Acetaminophen, autism, and the evidence gap: a call for scientific rigor
Abstract
Recent claims linking prenatal acetaminophen (paracetamol, brand name Tylenol) use to autism spectrum disorder (ASD) are outpacing the science, raising public concern without robust causal evidence. This article argues that adopting this methodologically flawed hypothesis poses a dual threat: it risks shaping public health policy based on conjecture and stigmatizing a medication vital for managing pain and fever during pregnancy. Using the frameworks of causal inference and evidence-based medicine, we evaluate the limited data, re-emphasize the established multifactorial nature of ASD, and caution against abandoning risk-benefit analysis in prenatal care. We conclude that elevating this unvalidated claim to guide clinical practice is scientifically unsound and detrimental to maternal and fetal health. Public health decisions must remain grounded in rigorous evidence, not fear.
Keywords: acetaminophen, paracetamol, tylenol, autism spectrum disorder, prenatal medication safety, public health
The rising prevalence of autism spectrum disorder (ASD) has made it a priority for global public health, yet its etiology remains incompletely understood. Against this backdrop, claims suggesting a potential link between prenatal acetaminophen use and ASD have sparked widespread concern among the public and scientific community - largely because such assertions lack robust empirical support. Acetaminophen is a cornerstone of prenatal pain and fever management; unfounded warnings about its safety could disrupt clinical practice and inadvertently harm maternal-fetal health.
This paper aims to systematically evaluate the scientific validity of existing claims, ground the discussion in ASD’s clinical and epidemiological reality, and advocate for evidence-based policy and clinical practice - with a focus on advancing public health priorities rather than speculative assertions.

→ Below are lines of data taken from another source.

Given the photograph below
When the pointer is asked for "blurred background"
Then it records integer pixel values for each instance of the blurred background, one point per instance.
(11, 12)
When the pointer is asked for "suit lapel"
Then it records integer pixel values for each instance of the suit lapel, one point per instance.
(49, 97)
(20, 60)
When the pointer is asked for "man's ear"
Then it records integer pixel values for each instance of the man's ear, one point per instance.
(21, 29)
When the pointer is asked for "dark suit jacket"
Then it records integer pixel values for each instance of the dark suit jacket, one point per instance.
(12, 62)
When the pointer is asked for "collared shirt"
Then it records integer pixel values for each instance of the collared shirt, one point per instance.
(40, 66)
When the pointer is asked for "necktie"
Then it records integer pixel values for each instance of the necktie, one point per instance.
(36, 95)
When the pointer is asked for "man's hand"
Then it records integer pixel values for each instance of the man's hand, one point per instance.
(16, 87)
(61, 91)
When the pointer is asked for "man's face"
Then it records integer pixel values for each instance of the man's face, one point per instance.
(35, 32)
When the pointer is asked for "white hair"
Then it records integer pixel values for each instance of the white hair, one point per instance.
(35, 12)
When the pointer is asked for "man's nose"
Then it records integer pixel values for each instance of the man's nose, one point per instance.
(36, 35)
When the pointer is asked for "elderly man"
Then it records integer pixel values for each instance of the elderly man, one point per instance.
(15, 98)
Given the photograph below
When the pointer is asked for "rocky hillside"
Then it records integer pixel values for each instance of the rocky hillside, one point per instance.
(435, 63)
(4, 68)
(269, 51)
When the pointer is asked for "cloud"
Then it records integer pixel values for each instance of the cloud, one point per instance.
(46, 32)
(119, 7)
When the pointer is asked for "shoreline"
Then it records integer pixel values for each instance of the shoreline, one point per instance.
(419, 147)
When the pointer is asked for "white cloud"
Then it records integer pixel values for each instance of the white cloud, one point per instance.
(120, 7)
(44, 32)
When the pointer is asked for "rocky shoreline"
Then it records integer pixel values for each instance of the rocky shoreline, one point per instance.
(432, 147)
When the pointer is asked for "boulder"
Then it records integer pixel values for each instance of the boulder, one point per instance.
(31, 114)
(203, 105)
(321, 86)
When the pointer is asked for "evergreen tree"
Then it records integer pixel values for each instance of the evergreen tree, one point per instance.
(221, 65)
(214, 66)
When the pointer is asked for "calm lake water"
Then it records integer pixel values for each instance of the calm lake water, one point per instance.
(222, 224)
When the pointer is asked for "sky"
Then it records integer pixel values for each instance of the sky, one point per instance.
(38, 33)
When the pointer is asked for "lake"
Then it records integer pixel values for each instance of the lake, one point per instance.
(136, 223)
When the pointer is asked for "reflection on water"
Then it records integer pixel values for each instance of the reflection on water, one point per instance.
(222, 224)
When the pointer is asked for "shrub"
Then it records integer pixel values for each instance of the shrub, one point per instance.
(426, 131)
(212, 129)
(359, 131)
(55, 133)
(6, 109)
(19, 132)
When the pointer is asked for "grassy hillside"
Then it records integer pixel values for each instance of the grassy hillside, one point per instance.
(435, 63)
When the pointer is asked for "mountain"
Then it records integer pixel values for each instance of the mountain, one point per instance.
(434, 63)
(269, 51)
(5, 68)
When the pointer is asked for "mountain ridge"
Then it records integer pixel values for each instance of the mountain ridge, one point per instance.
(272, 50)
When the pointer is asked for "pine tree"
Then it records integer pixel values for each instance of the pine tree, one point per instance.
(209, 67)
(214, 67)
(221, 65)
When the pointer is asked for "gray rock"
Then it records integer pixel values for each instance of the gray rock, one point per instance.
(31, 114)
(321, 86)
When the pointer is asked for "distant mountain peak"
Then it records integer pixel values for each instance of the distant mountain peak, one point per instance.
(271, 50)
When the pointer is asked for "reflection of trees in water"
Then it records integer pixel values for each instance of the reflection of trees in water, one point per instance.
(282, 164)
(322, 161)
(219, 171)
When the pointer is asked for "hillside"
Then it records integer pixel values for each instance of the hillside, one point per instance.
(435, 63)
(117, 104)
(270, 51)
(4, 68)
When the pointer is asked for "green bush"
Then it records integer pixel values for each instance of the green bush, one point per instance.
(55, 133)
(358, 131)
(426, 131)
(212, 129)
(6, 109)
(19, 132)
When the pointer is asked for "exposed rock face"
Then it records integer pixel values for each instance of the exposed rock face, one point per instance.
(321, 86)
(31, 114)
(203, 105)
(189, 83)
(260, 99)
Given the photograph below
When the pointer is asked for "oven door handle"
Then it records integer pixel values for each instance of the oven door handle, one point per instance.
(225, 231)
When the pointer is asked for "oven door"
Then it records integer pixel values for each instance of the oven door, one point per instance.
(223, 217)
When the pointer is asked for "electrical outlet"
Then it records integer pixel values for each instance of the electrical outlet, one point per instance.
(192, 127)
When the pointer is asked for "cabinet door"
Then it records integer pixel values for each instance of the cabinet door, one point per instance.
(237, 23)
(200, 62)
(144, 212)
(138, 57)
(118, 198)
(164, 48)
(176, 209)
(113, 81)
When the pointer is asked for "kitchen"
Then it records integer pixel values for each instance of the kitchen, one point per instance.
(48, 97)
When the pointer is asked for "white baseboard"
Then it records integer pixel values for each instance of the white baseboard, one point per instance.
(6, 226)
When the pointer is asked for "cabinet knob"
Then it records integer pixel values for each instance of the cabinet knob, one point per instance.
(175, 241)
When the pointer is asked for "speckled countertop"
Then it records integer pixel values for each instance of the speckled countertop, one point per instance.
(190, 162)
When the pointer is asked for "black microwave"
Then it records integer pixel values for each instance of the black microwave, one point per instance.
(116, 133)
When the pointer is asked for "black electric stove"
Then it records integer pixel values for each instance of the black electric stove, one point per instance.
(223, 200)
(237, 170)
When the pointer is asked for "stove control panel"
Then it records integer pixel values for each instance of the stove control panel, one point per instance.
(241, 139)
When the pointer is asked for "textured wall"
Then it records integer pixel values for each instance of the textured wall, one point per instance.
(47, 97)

THE COMPLEXITY OF AUTISM SPECTRUM DISORDER
ASD is a neurodevelopmental disorder defined by two core symptom domains: persistent impairments in social communication and interaction (e.g., difficulty with reciprocal conversation, misinterpreting nonverbal cues such as facial expressions or body language) and restricted, repetitive patterns of behavior, interests, or activities (e.g., stereotyped movements, inflexible adherence to daily routines)[1]. The term “spectrum” underscores its marked heterogeneity: some individuals with ASD are nonverbal and require lifelong intensive support for activities of daily living, while others exhibit intact language skills but struggle with subtle social nuances (e.g., understanding sarcasm or contextual social expectations).
Epidemiological data on ASD are striking. The U.S. Centers for Disease Control and Prevention (CDC) reports a current prevalence of approximately 1 in 31 children, a significant increase from the 1 in 150 estimate two decades ago[2]. This upward trend is multifactorial and not fully explained by a single factor: broader diagnostic criteria [e.g., the integration of previously distinct diagnoses such as Asperger’s syndrome under the unified ASD umbrella in the Diagnostic and Statistical Manual Fifth Edition (DSM-5)] have expanded case identification; improved public awareness and widespread adoption of early screening tools (e.g., the Modified Checklist for Autism in Toddlers, MCHAT) have enabled earlier detection; and emerging evidence suggests environmental factors (e.g., prenatal exposure to air pollution, maternal metabolic disorders) may interact with genetic susceptibility to contribute to ASD risk - though the specific mechanisms of this interaction remain unclear. The key statistics and core symptom domains of ASD are summarized in Figure 1.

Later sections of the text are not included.